Gray emphasizes compiling a wide variety of local information:
How often do you wish you knew where to buy something locally? What contractor, plumber, doctor, lawyer or mechanic you could trust? What you or your family could do on the weekend for fun? How to help with your daughter’s algebra assignment? What’s the best pizza joint, Thai restaurant, dry cleaner, etc.? Where the cool parties are? (Yes, much of this is age-dependent.) What’s a good elder care or child care solution? Whether there’s a traffic jam right now on the expressway home?
While much valuable information has a local aspect, local information isn’t a good concept for bounding a media business. Local traffic data, like local geographic data that Mapquest and Google Maps offer nationally, is associated with objective technical problems of acquisition, database organization, and query services. “Where the cool parties are?”, in contrast, is information inextricably intertwined with social relations of the sort that friending functions support in social networking sites. In another business direction, identifying a trustworthy service supplier is a reputation management problem of the type that Ebay and Amazon rating systems address. The way and extent to which local information is embedded in local personal relationships matters a great deal for a media business.
Traditional local newspapers’ comparative advantage is in making news. Making news means defining what’s publicly important. Putting you, your friends, schoolmates, workmates, and neighbors into the newspaper makes the newspaper more interesting to you.
Citizen journalism is not the same as hyperlocal news reporting. Orato bills itself as “True Stories from REAL People: Featuring FIRST PERSON, Citizen Journalism from Around the World.” In a post entitled “The Scoop on Citizen Journalism,” Paul Sullivan in Orato’s editor’s blog observes:
Today, as the Pickton trial begins, Orato is coming off its highest traffic week ever. Most of it, we’re sure, comes from recent media play over our decision to give ex-sex trade workers Trisha Baptie and Pauline VanKoll an opportunity to report on the Pickton trial [the trial of a man accused of killing 26 Vancouver women, most associated with sex-for-money transactions with a large customer set]. I guess you could say we’ve made a great leap forward, but after a 15-second self-applied pat on the back, it’s clear to me, and no doubt, to the small army of citizen journalists who regularly visit and contribute to this site, that we’ve got a long way to go.
This is the sort of story and reporting that would be extremely valuable to traditional national news organizations. Measured with respect to journalistic ideals, neophyte journalists can totally outperforming highly experienced, resource-rich, professional journalists.
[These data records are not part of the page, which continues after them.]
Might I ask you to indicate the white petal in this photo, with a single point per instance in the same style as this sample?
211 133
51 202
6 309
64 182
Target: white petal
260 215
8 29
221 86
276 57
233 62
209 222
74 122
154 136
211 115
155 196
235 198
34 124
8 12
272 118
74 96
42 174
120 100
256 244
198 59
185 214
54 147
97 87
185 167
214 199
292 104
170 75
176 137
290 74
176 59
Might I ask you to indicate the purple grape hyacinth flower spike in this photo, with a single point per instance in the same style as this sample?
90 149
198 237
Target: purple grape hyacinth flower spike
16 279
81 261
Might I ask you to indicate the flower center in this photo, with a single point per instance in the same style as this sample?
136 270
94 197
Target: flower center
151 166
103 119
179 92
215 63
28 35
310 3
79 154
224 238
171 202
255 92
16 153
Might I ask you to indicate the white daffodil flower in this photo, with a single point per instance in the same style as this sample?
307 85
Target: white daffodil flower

Among Louisiana folk storytellers, “true stories” is a term of art in the art in which they excel.
Yourhub is an excellent example of innovative, hyperlocal news reporting. In a recent top story, Ann Himel reports:
Cabin fever hits in less than 12 hours for me, but I waited it out without maiming any of my family members in order to venture into the depths of snow today, Thursday, December 21, 2006.
Dateline, Littleton, CO: Ann Himel and her two companions, daughter Catherine and faithful Labrador Rocky, ventured outside in (not quite) the worst blizzard on record to clear a path to freedom. Where will they go?
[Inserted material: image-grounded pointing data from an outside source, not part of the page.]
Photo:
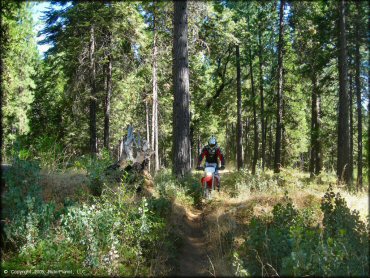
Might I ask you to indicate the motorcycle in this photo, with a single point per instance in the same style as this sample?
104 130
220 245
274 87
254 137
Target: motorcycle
209 180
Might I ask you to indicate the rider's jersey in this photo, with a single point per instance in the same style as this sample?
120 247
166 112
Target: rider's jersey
211 155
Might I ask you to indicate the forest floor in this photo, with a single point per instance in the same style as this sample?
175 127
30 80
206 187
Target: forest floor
211 230
193 257
205 229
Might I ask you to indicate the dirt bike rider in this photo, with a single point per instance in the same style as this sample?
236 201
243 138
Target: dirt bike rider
212 151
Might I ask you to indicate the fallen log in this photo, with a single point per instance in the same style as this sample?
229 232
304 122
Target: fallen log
133 160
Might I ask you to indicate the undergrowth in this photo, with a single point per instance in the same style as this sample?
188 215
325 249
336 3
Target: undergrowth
117 232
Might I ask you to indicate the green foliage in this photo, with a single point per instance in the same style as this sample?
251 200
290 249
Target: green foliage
22 181
287 243
96 170
110 236
19 62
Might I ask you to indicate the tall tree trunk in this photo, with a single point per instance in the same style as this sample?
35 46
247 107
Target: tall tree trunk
181 113
239 151
155 98
343 129
279 114
318 152
270 147
263 129
313 124
350 165
107 102
255 127
93 139
358 98
246 137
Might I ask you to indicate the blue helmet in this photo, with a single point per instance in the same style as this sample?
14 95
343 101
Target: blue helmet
212 142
The best stories from Yourhub are published each week in a printed newspaper delivered to subscribers of the Rocky Mountain News and The Denver Post. This is like the idea of a placeblog, or neighborhood networking, married to an important physical news reporting form and distribution system. It’s news provided on real (dead) wood that has endured many seasons of weather.
Hyperlocal news reporting faces some significant challenges. Only a small share of citizens are likely to be interested in writing news stories, although a larger share would be interested in reading them. Professional journalists need to figure out how to expand efficiently the personal scope of their coverage and how to encourage and work with citizen journalists. Generating sufficient volume of hyperlocal news stories and distributing them to interested persons are significant business challenges. In addition, policies for hyperlocal news reporting need to be discussed and considered rationally. These are challenges that traditional local media are best positioned to meet.
Business models and policies for hyperlocal news reporting are just starting to be explored. Localism is a potent issue in U.S. national communications regulation. With new communication technologies, localism in communication is likely to become more important to many more persons and local organizations.